Trump administration is stepping back a bit on the Global Jones Act (not its real name), the plan to punish shipping lines for buying Chinese vessels:
The Trump administration’s new plan is to base the fees largely on vessel capacity, resulting in lower fees for smaller ships coming into ports such as Los Angeles, New York, Savannah, Ga., and Oakland, Calif., the people said. The U.S. Trade Representative’s office is also looking to ease the charges on ships carrying agricultural exports such as soybeans and timber, the people said.
Reuters earlier reported on the USTR’s revised port-fee plan.
The USTR’s original plan, announced in February, was to charge Chinese-built vessels between $500,000 and $1.5 million for each port call. Shipping companies and trade groups warned that the fees would result in higher costs for American consumers, hurt U.S. farm exports and threaten dockworker jobs. Container operators said they would cut their calls to U.S. ports by half. A typical sailing from Asia involves an average four U.S. port calls.
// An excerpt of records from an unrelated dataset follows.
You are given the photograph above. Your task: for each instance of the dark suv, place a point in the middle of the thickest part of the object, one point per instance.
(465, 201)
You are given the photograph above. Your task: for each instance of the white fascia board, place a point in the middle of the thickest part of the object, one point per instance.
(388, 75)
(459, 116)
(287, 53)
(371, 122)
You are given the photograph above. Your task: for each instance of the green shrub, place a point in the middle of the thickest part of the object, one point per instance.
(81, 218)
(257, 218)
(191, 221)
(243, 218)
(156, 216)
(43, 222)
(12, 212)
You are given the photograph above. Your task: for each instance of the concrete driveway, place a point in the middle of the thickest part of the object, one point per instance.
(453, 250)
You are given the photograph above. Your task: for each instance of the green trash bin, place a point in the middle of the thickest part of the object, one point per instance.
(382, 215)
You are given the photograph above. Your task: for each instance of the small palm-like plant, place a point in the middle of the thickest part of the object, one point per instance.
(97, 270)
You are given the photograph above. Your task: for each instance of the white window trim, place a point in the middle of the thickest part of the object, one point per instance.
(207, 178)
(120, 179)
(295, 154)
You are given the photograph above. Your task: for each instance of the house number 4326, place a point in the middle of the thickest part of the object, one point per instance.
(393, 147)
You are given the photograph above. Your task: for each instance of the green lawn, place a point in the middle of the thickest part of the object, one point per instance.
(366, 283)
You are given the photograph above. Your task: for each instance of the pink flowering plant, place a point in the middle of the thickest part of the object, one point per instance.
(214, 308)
U.S. Trade Representative Jamieson Greer on Tuesday told the Senate Finance Committee that the administration was making revisions to the plan based on public feedback.
Again, it’s a plan that’s egregiously disruptive to global trade, egregiously disruptive to US employment, and based on the idea that it’s worth cutting off one of our fingers if we can cut two fingers off of China. As with tariffs, it’s worth asking about implementation; in the post-DOGE world where is the financial and legal bureaucracy that’s going to make this work?